她的目光掃過謝冗慕,又落在尚席玉身上,嘴角勾起算計的笑:“尚大人,你倒是命大,竟然還活著。不過沒關系,只要尚大人你落在我手裏,他們,就都得聽我的。”

“他們?”尚席玉皺眉,他腦海裏閃過一道模糊玄色的身影,伴隨著強烈的不適感。

夏翎之嗤笑一聲,命令道:“給我上!把謝冗慕抓起來,還有他倆,一起拿下!”

侍衛們立刻沖了進來,長槍朝著謝冗慕刺去。謝冗慕雖失了憶,身體卻殘留著習武的本能,他拉著尚席玉往後退,同時撿起地上的佩劍格擋。

劍刃與長槍碰撞的聲響刺耳,可他胸口的傷還沒好,沒幾個回合就被逼到石床旁,後背撞到石壁,疼得悶哼一聲。

尚席玉看著謝冗慕獨自抵擋,心口的焦急越來越甚。

他環顧四周,看到石床底下有一把匕首,立刻彎腰撿起,朝著離謝冗慕最近的侍衛刺去。那侍衛沒防備,被刺中胳膊,慘叫著後退。

“小心!”謝冗慕突然拽住尚席玉的手腕,將他拉到身後,同時揮劍擋開另一柄長槍。

金屬碰撞的力道震得他手臂發麻,胸口的傷口裂開,血順著衣襟往下流,染紅了淺色的衣料。

尚席玉看著謝冗慕後背的血跡,瞳孔驟縮。他說不出為什麽會心疼,只覺得那片紅色刺得眼睛發疼。他握緊匕首,再次沖上前,與謝冗慕背靠著背,警惕地盯著圍上來的侍衛。

“小心。”謝冗慕的聲音貼著耳邊傳來,帶著一絲不易察覺的顫抖。

尚席玉的心跳漏了一拍,他看著眼前人的側臉,輕聲對答:“你也是。”

裴硯靠在墻邊,看著兩人漸漸默契的配合,心裏稍松,不久卻又提了起來,謝冗慕的傷口在流血,尚席玉也只有一把匕首,再耗下去,兩人都會被擒。
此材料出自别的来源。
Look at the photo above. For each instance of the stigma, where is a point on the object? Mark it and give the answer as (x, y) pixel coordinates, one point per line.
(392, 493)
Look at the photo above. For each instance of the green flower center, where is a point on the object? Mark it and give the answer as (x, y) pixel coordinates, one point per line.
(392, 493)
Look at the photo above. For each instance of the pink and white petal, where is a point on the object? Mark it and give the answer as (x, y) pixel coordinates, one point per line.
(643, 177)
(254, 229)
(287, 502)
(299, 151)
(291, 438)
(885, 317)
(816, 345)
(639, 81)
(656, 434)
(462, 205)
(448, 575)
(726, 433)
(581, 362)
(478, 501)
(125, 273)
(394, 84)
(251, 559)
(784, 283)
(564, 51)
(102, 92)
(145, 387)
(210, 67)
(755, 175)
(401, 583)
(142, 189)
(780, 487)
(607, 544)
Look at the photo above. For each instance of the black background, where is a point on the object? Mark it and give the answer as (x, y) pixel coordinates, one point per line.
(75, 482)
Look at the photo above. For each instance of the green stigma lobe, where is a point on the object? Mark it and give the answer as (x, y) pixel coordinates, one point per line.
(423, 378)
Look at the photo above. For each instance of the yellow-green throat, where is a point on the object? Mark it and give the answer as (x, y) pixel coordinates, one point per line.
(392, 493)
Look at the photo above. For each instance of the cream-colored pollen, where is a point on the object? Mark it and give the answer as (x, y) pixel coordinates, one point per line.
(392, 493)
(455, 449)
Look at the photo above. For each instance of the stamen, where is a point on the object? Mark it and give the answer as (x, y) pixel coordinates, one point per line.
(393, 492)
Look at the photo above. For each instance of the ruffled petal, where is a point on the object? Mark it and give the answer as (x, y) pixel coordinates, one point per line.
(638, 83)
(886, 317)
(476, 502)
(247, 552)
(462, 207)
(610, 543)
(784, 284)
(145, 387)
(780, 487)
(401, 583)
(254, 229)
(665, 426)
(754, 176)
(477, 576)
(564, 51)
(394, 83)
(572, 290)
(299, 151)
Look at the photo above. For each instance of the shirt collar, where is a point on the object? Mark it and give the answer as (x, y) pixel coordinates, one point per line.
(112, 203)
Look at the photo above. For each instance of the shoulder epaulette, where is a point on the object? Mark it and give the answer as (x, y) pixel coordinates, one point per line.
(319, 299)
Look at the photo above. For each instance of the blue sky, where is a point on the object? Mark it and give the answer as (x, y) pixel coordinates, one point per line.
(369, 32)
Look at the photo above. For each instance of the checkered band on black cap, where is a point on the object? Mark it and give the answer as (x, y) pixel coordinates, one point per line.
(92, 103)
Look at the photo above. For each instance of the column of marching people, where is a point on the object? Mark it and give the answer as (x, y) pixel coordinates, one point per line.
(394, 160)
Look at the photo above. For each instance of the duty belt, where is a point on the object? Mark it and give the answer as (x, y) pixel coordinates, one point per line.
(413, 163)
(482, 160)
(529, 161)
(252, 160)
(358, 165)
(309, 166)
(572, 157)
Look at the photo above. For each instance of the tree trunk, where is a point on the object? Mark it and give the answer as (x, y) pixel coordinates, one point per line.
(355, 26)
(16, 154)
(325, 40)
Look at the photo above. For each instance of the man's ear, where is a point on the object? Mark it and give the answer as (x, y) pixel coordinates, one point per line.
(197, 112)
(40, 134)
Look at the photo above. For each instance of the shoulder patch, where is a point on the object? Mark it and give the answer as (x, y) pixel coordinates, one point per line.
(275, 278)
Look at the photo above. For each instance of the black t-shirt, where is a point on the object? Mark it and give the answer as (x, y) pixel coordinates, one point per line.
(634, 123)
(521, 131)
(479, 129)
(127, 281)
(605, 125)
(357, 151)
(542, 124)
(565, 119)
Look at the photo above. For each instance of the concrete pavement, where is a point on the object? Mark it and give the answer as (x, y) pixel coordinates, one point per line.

他掃了一眼四周,突然看到墻角有個通風口,立刻喊道:“那邊有個通風口!能出去!”

謝冗慕和尚席玉對視一眼,同時朝著通風口沖去。

侍衛們見狀,立刻圍堵上來。謝冗慕揮劍逼退身前的人,尚席玉則用匕首劈開通風口的柵欄,灰塵簌簌落下。

“你先進去。”謝冗慕將尚席玉推到通風口前,自己則轉身擋住侍衛,“我隨後就來。”

尚席玉猶豫了一下,看著謝冗慕堅定的眼神,還是彎腰鉆進通風口。

通道狹窄,滿是灰塵,他爬了幾步,突然聽到身後傳來金屬碰撞的巨響,還有謝冗慕的悶哼聲。

“謝冗慕!”他立刻回頭,卻只能看到通風口外,謝冗慕被兩個侍衛按在地上,佩劍落在一旁。
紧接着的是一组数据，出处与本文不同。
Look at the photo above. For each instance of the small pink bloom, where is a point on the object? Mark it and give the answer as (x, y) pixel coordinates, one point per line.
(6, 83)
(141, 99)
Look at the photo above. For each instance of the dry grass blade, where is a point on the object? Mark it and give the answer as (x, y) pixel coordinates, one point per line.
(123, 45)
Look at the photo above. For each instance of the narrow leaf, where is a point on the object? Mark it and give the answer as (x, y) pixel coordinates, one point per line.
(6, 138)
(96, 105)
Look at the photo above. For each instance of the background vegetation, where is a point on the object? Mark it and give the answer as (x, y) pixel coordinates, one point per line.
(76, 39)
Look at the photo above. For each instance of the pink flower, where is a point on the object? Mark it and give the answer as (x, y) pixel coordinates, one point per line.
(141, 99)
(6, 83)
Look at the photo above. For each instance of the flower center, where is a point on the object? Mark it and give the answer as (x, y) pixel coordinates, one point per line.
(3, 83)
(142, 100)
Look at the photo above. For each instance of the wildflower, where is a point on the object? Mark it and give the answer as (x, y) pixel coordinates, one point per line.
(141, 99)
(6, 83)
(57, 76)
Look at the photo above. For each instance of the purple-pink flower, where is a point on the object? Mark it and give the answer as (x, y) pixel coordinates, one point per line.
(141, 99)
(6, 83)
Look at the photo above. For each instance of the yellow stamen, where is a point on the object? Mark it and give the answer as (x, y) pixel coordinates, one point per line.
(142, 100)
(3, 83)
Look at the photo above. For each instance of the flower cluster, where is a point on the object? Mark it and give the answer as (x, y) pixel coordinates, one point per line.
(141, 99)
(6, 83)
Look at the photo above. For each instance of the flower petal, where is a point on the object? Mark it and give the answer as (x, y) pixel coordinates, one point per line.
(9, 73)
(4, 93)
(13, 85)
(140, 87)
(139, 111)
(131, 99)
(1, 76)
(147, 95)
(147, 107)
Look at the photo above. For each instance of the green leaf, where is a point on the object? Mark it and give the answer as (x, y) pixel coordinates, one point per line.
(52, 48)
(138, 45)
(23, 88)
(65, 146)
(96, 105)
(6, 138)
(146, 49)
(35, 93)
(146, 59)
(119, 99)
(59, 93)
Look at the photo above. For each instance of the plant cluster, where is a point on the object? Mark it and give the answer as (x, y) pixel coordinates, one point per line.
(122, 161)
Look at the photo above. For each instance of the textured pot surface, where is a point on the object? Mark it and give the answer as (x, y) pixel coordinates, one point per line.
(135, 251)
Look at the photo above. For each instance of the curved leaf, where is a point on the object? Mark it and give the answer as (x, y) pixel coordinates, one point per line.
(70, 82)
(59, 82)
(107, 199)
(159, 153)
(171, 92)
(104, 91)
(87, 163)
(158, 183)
“快走!”謝冗慕擡頭看向通風口,眼神裏滿是急切,“別管我!”

夏翎之走到謝冗慕身邊,用腳踩著他的手背,冷笑一聲:“想走?沒那麽容易。尚席玉,你要是敢出去,我就廢了他的手!”

尚席玉的身體僵住,進退兩難。他看著謝冗慕痛苦的表情,心口的痛感幾乎要將他淹沒。

他不知道自己為什麽會為一個陌生人如此糾結,只覺得若是拋下對方,會後悔一輩子。

就在這時,通風口外突然傳來打鬥聲。一個穿著通體黑色衣袍的人影沖了進來,劍刃淩厲地劈開侍衛,動作快得只剩下殘影。

夏翎之臉色驟變:“是你?你怎麽會在這裏?”

男人沒有回答,他的目光第一時間落在通風口處的尚席玉身上,眼底閃過覆雜情緒。

他揮劍逼退侍衛,走到謝冗慕身邊,用劍指著夏翎之:“放了他。”

“不行?”夏翎之咬牙。

阿燼的眼神冷了下來,劍刃又往前遞了遞,劃破夏翎之的衣領:“我再說一遍,放了他。否則,我讓你和你的人,在這裏,屍骨無存。”

夏翎之停頓半晌,揮了揮手,讓侍衛松開謝冗慕:“我們走!”

侍衛們扶著受傷的同伴,狼狽地退出密室。夏翎之臨走前,深深看了一眼通風口的尚席玉,眼神裏滿是不甘。

密室裏終於安靜下來。男人走到通風口前,彎腰伸出手:“太傅,出來吧。”

尚席玉看著那只手,又看了看一旁捂著胸口、臉色蒼白的謝冗慕,猶豫了一下,還是抓住男人的手,從通風口爬了出來。

“太傅,你沒事吧?”男人的指尖觸到尚席玉的手腕,眼神上下打量一遍尚席玉,動作不自覺地放柔,“有沒有受傷?”

尚席玉搖了搖頭,抽回手,走到謝冗慕身邊,扶著他站起來:“你還好嗎?傷口要不要緊?”

謝冗慕看著尚席玉關切的眼神,心口又開始發緊。

他剛想說話,卻看到男人盯著自己的眼神裏滿是敵意,不由得皺起眉頭:“你是誰?為什麽也要和我一樣,管他叫太傅??”

男人的臉色瞬間沈了下來,他上前一步,擋在尚席玉和謝冗慕之間,眼神冰冷:“我是誰,與你無關。你只要知道,太傅是我的人,離他遠一點。”

“你的人?”謝冗慕皺起眉頭,心裏莫名升起一股煩躁,“我憑什麽你讓我離他遠一點,我就要離他遠一點?我偏不!”

“你認識他?”男人冷笑一聲,“你連自己是誰都忘了,還敢說認識他?謝冗慕,別以為你失了憶,就賣乖能裝無辜!”